The authors present the results of two seasona of excavation completed at the Early Neolithic site of Torre Sabea (Gallipoli, Pouilles, Italy) : stratigraphy, spatial analysis of the site, and, notably, the various domestic structures (fire pits, round and ellipsoid pits, etc.). The authors next review the archaeological material : flint and obsidian industries, thelarge stone tools, the abundant pottery with a highly varied impressed ornamentation, and ornaments. Complementary studies examine the natural environment and the subsistence activities of this early farming community : animal herding oriented principally towards sheep, goat and cattle ; cultivation of wheat and barley ; in an environment with a largely open vegetation. Comparisons are drawn with other early Neolithic sites in southeastern Italy.
Texte intégral
1Deux campagnes de fouilles ont eu lieu à ce jour sur le site de Torre Sabea à Gallipoli. Cette recherche s’inscrit dans un programme de travail élaboré entre l’Université de Lecce et l’École Française de Rome. Les travaux sont conduits par l’Institut de Paléontologie Humaine de l’Université de Pise et le Centre d’Anthropologie des Sociétés Rurales (E.H.E.S.S./C.N.R.S., Toulouse). La problématique de cette recherche concerne l’émergence des sociétés paysannes en Italie du Sud-Est. Elle est articulée autour de plusieurs directions :
l’étude d’un site du Néolithique primitif du Golfe de Tarente permettant de mieux définir l’identité des premières civilisations agricoles du Salento (et de les comparer éventuellement avec les cultures contemporaines de l’Adriatique et de l’aire tyrrhénienne) ;
les caractères d’une petite agglomération de plein air (aménagement de l’espace habité, typologie des structures et relations) ;
l’impact de l’homme sur son environnement immédiat à une époque décisive pour l’évolution du milieu, celle où se met en place l’économie de production (élevage, agriculture) et où le paysage subit rapidement des agressions irréversibles.

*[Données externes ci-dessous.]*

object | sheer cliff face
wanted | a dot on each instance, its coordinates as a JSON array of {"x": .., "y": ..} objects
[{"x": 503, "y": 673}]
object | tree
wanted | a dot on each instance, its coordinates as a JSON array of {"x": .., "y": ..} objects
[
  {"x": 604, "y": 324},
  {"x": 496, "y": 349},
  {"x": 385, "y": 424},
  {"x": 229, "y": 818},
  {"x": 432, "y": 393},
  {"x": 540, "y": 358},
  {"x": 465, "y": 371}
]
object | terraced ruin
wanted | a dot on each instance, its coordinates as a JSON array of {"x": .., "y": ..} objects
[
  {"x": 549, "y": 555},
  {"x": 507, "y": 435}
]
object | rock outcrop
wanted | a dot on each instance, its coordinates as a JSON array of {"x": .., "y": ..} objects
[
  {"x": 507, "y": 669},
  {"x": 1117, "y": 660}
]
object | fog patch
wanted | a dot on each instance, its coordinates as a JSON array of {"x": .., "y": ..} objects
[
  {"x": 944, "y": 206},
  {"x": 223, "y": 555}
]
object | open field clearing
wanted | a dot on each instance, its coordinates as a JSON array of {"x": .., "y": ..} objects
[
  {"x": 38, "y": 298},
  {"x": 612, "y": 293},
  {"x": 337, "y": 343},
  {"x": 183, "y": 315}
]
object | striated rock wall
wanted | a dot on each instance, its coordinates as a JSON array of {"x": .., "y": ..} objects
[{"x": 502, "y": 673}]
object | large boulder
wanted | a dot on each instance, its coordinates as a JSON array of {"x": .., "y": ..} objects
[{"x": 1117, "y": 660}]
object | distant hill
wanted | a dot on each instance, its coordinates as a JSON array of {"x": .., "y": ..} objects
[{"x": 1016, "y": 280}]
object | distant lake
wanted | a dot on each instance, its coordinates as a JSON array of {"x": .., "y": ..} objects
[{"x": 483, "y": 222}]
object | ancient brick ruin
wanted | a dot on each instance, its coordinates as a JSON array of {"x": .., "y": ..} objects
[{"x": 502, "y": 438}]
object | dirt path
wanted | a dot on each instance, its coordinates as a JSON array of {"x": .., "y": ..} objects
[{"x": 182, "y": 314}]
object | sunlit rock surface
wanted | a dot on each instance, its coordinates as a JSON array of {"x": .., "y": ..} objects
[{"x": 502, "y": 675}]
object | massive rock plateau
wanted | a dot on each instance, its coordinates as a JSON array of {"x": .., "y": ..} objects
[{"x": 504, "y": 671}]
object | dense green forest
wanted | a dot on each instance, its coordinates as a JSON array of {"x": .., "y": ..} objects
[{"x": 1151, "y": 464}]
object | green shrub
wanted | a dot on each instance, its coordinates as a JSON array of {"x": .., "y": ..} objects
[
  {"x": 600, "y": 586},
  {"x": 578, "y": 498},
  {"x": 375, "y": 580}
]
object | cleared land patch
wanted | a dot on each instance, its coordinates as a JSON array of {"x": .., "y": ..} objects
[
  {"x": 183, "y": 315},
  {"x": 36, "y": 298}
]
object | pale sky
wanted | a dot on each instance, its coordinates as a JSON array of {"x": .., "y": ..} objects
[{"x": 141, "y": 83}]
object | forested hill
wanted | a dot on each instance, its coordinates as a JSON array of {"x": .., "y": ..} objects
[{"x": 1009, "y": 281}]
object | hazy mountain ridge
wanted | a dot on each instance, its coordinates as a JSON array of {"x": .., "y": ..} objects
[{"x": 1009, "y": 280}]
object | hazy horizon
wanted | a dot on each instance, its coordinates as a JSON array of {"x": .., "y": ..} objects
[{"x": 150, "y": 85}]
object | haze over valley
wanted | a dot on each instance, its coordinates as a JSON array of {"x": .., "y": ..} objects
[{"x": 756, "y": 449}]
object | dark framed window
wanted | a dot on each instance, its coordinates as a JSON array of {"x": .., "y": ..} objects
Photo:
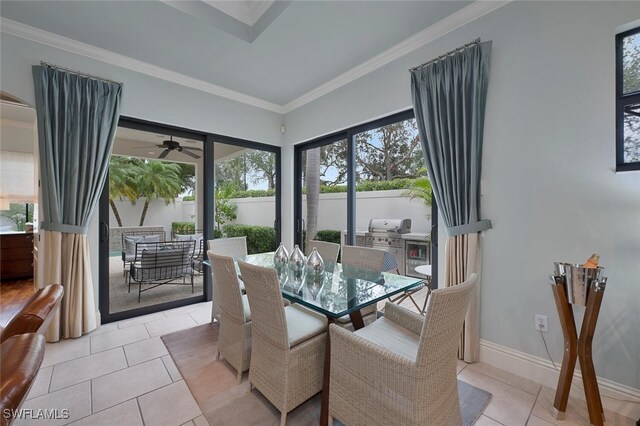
[
  {"x": 345, "y": 179},
  {"x": 628, "y": 100}
]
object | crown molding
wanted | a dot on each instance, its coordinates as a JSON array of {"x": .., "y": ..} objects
[
  {"x": 27, "y": 32},
  {"x": 433, "y": 32},
  {"x": 237, "y": 9},
  {"x": 456, "y": 20}
]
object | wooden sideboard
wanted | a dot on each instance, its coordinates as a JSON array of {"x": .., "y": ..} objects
[{"x": 16, "y": 256}]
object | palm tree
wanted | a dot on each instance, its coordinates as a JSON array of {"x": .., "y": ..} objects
[
  {"x": 122, "y": 174},
  {"x": 158, "y": 180}
]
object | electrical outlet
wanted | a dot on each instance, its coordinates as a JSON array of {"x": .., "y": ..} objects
[{"x": 541, "y": 323}]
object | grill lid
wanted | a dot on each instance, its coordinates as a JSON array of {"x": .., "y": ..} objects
[{"x": 398, "y": 226}]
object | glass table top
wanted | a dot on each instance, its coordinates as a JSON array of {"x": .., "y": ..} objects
[{"x": 339, "y": 290}]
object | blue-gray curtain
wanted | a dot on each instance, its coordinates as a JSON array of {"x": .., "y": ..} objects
[
  {"x": 449, "y": 97},
  {"x": 77, "y": 121}
]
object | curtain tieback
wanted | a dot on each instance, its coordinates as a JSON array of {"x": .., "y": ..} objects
[
  {"x": 469, "y": 228},
  {"x": 63, "y": 227}
]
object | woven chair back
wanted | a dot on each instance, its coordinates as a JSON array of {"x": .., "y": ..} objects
[
  {"x": 444, "y": 316},
  {"x": 363, "y": 257},
  {"x": 265, "y": 301},
  {"x": 230, "y": 298},
  {"x": 327, "y": 251},
  {"x": 234, "y": 247}
]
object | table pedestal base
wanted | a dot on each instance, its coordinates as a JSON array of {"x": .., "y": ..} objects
[{"x": 580, "y": 349}]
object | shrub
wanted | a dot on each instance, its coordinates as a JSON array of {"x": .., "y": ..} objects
[
  {"x": 260, "y": 239},
  {"x": 329, "y": 236},
  {"x": 183, "y": 228}
]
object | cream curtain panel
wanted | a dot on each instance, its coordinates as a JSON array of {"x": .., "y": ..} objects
[
  {"x": 449, "y": 97},
  {"x": 77, "y": 120}
]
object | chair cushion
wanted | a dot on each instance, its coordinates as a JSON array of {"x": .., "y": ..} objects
[
  {"x": 364, "y": 311},
  {"x": 21, "y": 358},
  {"x": 303, "y": 323},
  {"x": 192, "y": 237},
  {"x": 131, "y": 240},
  {"x": 246, "y": 310},
  {"x": 391, "y": 336}
]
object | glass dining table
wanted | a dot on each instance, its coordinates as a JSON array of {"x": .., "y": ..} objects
[{"x": 338, "y": 291}]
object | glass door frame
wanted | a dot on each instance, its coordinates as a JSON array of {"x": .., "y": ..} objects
[
  {"x": 349, "y": 134},
  {"x": 208, "y": 204}
]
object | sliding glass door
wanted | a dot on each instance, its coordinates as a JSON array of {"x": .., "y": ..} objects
[
  {"x": 152, "y": 228},
  {"x": 170, "y": 190}
]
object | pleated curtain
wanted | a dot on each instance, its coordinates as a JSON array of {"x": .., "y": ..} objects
[
  {"x": 77, "y": 121},
  {"x": 449, "y": 98}
]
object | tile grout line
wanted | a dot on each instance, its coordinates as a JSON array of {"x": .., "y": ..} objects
[
  {"x": 140, "y": 411},
  {"x": 500, "y": 423},
  {"x": 505, "y": 383},
  {"x": 534, "y": 405},
  {"x": 106, "y": 374}
]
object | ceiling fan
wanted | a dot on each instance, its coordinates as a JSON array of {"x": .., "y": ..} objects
[{"x": 172, "y": 145}]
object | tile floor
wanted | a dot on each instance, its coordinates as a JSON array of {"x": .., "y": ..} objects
[{"x": 122, "y": 374}]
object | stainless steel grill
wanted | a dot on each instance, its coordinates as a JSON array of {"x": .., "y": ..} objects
[{"x": 386, "y": 234}]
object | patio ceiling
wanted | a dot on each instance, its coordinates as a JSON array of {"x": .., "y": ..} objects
[{"x": 137, "y": 143}]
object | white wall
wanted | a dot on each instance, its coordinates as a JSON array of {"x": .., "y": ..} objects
[
  {"x": 332, "y": 210},
  {"x": 143, "y": 97},
  {"x": 549, "y": 156},
  {"x": 159, "y": 213}
]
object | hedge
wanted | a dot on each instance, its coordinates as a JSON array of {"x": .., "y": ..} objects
[
  {"x": 183, "y": 228},
  {"x": 260, "y": 239},
  {"x": 384, "y": 185}
]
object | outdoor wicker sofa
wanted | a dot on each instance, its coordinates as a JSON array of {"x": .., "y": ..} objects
[{"x": 159, "y": 263}]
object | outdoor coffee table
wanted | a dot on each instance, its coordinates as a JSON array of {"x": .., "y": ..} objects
[{"x": 342, "y": 290}]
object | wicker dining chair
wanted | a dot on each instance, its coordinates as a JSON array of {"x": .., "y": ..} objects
[
  {"x": 328, "y": 251},
  {"x": 288, "y": 343},
  {"x": 401, "y": 369},
  {"x": 234, "y": 247},
  {"x": 234, "y": 337},
  {"x": 367, "y": 258}
]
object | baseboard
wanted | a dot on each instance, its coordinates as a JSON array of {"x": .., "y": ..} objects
[{"x": 541, "y": 371}]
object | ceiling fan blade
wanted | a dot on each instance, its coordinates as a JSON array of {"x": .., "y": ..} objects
[{"x": 189, "y": 153}]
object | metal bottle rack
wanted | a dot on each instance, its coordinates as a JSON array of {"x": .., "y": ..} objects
[{"x": 574, "y": 285}]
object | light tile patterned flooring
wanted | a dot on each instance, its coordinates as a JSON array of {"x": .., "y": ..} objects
[{"x": 122, "y": 374}]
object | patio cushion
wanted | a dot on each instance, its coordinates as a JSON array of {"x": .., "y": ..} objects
[
  {"x": 303, "y": 324},
  {"x": 391, "y": 336},
  {"x": 131, "y": 240},
  {"x": 164, "y": 263}
]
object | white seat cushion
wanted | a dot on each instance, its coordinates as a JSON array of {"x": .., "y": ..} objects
[
  {"x": 391, "y": 336},
  {"x": 246, "y": 310},
  {"x": 364, "y": 311},
  {"x": 303, "y": 323}
]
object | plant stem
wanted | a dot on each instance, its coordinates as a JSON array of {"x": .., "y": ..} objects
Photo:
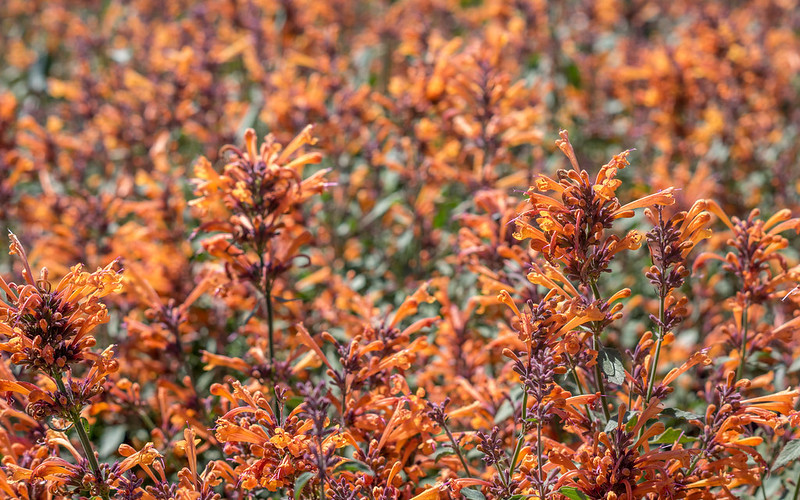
[
  {"x": 521, "y": 439},
  {"x": 598, "y": 374},
  {"x": 457, "y": 450},
  {"x": 270, "y": 325},
  {"x": 743, "y": 348},
  {"x": 654, "y": 365},
  {"x": 271, "y": 330},
  {"x": 539, "y": 457},
  {"x": 75, "y": 416},
  {"x": 579, "y": 385}
]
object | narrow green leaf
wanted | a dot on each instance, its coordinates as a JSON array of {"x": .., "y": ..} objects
[
  {"x": 472, "y": 494},
  {"x": 611, "y": 363},
  {"x": 671, "y": 435}
]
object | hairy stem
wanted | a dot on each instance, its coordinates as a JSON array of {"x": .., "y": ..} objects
[
  {"x": 598, "y": 374},
  {"x": 457, "y": 449}
]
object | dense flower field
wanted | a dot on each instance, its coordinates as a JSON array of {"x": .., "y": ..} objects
[{"x": 400, "y": 249}]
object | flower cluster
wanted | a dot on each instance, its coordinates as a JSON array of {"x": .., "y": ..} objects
[{"x": 429, "y": 293}]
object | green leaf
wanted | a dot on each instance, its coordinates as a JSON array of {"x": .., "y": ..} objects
[
  {"x": 684, "y": 415},
  {"x": 789, "y": 454},
  {"x": 472, "y": 494},
  {"x": 631, "y": 423},
  {"x": 301, "y": 482},
  {"x": 572, "y": 493},
  {"x": 441, "y": 452},
  {"x": 113, "y": 436},
  {"x": 671, "y": 435},
  {"x": 611, "y": 363},
  {"x": 629, "y": 419},
  {"x": 85, "y": 424}
]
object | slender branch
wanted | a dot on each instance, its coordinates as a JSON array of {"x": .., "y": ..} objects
[
  {"x": 539, "y": 457},
  {"x": 654, "y": 364},
  {"x": 579, "y": 385},
  {"x": 598, "y": 374},
  {"x": 743, "y": 347}
]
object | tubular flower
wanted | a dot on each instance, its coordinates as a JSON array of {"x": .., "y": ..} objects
[
  {"x": 249, "y": 204},
  {"x": 268, "y": 455},
  {"x": 49, "y": 328}
]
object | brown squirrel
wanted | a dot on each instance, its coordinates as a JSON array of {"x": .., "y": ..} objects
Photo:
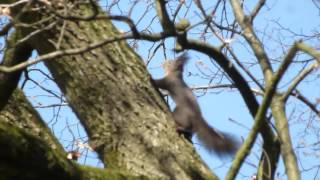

2Le site de Torre Sabea est un habitat aujourd’hui côtier, situé à 3 km au nord de Gallipoli, au lieu-dit Porticello, à proximité immédiate d’un banc rocheux battu par les flots (Fig. 1). Il est vraisemblable que la mer a endommagé sur sa côte ouest une partie de cet habitat qui, d’autre part, a été en partie détérioré, sur son côté oriental, par une construction romaine d’époque républicaine. La surface fouillée à ce jour totalise une centaine de mètres carrés. Cette superficie sera encore élargie prochainement. Les résultats ici présentés ont donc valeur provisoire.
3On évoquera successivement :
la stratigraphie du gisement
les structures au sein de l’espace domestique
la culture matérielle
le paléoenvironnement
les problèmes chronologiques
le contexte régional : Torre Sabea et le Néolithique ancien de l’Italie du Sud-Est.
La stratigraphie :
4Le remplissage incluant la couche d’occupation néolithique n’est pas puissant. Sous le sable correspondant à la plage actuelle se trouve une terre tassée, brune, sableuse, renfermant les vestiges préhistoriques. Ceux-ci peuvent s’enfoncer localement dans une couche inférieure d’argile rouge reposant elle-même sur le substratum gréso-calcaire parfois découpé en plaques. L’ensemble de la séquence excède rarement 0,50 à 0,60 m. Des structures néolithiques ou plus récentes peuvent affecter la régularité des dépôts. Il est possible de détailler davantage cette sédimentation.
Couche 1 : Puissance variant de 0,02 à 0,20 m. Couche de sable, meuble en surface, tassé ensuite. Dans la partie tassée de la couche figurent des pierres chauffées correspondant à des structures préhistoriques ou historiques démantelées ou conservées. Quelques-uns de ces aménagements de combustion, d’ampleur assez forte (1,45 m de diamètre en J-K/10-11-12 ; 2,50 m X 1,70 m de diamètre en I-J-K/13-14), ne sont pas datés avec précision, faute de données indiscutables (ils contiennent du matériel néolithique mais aussi quelques tessons romains dont il est difficile de certifier la position primaire ou secondaire). Hauteur des trous les plus profonds : 0,60 m.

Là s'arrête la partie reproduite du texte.